Filed under: Uncategorized — admin @ 11:56 pm


To my closest friends it’s a piece of vertiginous tomfoolery. To me it’s an affair of towering gravitas. I refer, of course, to my jealously-guarded hopes of becoming a free-running champion.

 

For those of you unacquainted with the modern marvels of free running, Parkour enthusiasts are those nimble will-o-wisps that bound through our cityscapes, clambering water-towers, conquering construction sites, pin-balling off cement-marooned trees to hang from mezzanines and generally encouraging your significant other to say things like ‘Oooh, hasn’t he got ripply arms?! I’d love to go out with someone like that.
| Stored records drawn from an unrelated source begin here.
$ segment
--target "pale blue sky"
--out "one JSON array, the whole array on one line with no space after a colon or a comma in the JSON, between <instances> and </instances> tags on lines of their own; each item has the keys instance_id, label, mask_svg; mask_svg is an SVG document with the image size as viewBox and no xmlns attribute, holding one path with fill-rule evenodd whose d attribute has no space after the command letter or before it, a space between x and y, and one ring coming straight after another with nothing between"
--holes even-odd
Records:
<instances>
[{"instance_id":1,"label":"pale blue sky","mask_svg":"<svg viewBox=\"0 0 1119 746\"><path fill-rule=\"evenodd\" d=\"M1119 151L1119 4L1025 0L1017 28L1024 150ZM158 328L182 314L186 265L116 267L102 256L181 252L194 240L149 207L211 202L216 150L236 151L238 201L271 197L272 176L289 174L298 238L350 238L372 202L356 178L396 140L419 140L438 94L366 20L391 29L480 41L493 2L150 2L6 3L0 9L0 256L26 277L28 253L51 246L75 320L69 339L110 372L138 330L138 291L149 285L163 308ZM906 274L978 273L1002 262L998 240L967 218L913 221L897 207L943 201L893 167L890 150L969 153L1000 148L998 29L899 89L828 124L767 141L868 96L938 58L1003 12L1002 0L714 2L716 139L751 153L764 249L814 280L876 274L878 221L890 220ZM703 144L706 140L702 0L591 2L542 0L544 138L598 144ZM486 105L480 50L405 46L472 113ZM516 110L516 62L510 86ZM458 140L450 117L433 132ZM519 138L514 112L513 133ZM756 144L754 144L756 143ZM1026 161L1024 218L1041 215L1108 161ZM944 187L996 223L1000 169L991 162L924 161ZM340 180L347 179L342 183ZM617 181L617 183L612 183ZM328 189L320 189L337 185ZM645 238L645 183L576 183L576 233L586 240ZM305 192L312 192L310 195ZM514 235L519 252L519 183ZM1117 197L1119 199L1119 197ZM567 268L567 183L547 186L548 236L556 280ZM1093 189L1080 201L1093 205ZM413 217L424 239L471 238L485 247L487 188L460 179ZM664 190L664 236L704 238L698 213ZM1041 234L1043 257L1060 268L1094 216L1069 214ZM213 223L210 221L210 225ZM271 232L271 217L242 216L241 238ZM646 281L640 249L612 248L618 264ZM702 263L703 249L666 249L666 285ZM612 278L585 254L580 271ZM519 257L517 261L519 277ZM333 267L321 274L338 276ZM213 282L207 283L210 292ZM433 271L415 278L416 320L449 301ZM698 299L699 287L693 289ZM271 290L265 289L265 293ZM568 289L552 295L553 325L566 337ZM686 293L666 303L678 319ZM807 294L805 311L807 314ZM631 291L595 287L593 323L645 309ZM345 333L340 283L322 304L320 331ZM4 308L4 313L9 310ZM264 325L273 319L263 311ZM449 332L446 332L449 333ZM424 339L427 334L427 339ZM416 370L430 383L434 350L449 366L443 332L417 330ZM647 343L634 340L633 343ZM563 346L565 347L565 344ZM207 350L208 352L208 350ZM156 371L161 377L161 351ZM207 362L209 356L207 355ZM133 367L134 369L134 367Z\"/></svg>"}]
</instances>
You know, someone with actual muscle definition. Actually, you know what would be nice, darling: if you started exercising above your fingertips, beyond the personal gym that is your MacBook.’ But I digress.

 

The natural habitat of these fine athletes has of late been the South Bank. The other day I was admiring their foot and handiwork —hoping their master would note my potential, beckon enigmatically, and invite me over to work on my decidedly un-ripply arms— when I noticed a group of unruly Lambeth youths mimicking them. They were hauling themselves up the electrician’s ladder on Waterloo bridge, vaulting over the fraying tightrope of a low-wire clown, offering to toss themselves into the Thames for the bargain price of a pound.

 

Somebody, I magnanimously concluded, should say something. I stood up, assumed my socio-conscious playwright face, and walked straight past them to write this blog. Never say I don’t contribute to the welfare of my community.

 

So. If the mantra of free runners is to treat the city as a playground, why shouldn’t we encourage more of this in our theatres? They may not be called playhouses anymore but a few of them retain the noble intentions of amusement. What if we found an off-west end theatre that did have enough space to allow these dizzying displays of neo-Olympian athleticism? What if we had a Rooftop Theatre?

 

Moving to London, the idea first occurred to me via the scientifically dubious medium of a dream. This involved myself and childhood friends (RAF navigator, marine biologist, semi-professional dog-napper) inheriting an old sausage factory in the midst of derelict Wapping and transforming it into a (ceiling) cracking venue.

 

Well, there may not be an old sausage factory waiting for us out there. But there is a fantastic jigsaw of pub roofs in Farringdon. There’s an unused swathe of station roof by Waterloo. There’s a lovely little nook above a 99p store in Clapham. And what play to better demonstrate the versatility of our giddy venture than an actobatic, contemporary reworking of Henry V, with plummeting channels between France and England for the battle scenes. ‘Once more into the breach’ and all that. Especially if the breach in question happened to be a thirty foot drop to the streets below. 

 

Okay, so it’s a recipe for apoplectic insurers. But perhaps we could draft in a few unruly Lambeth youths willing to shake some spears and waive their Equity pensions.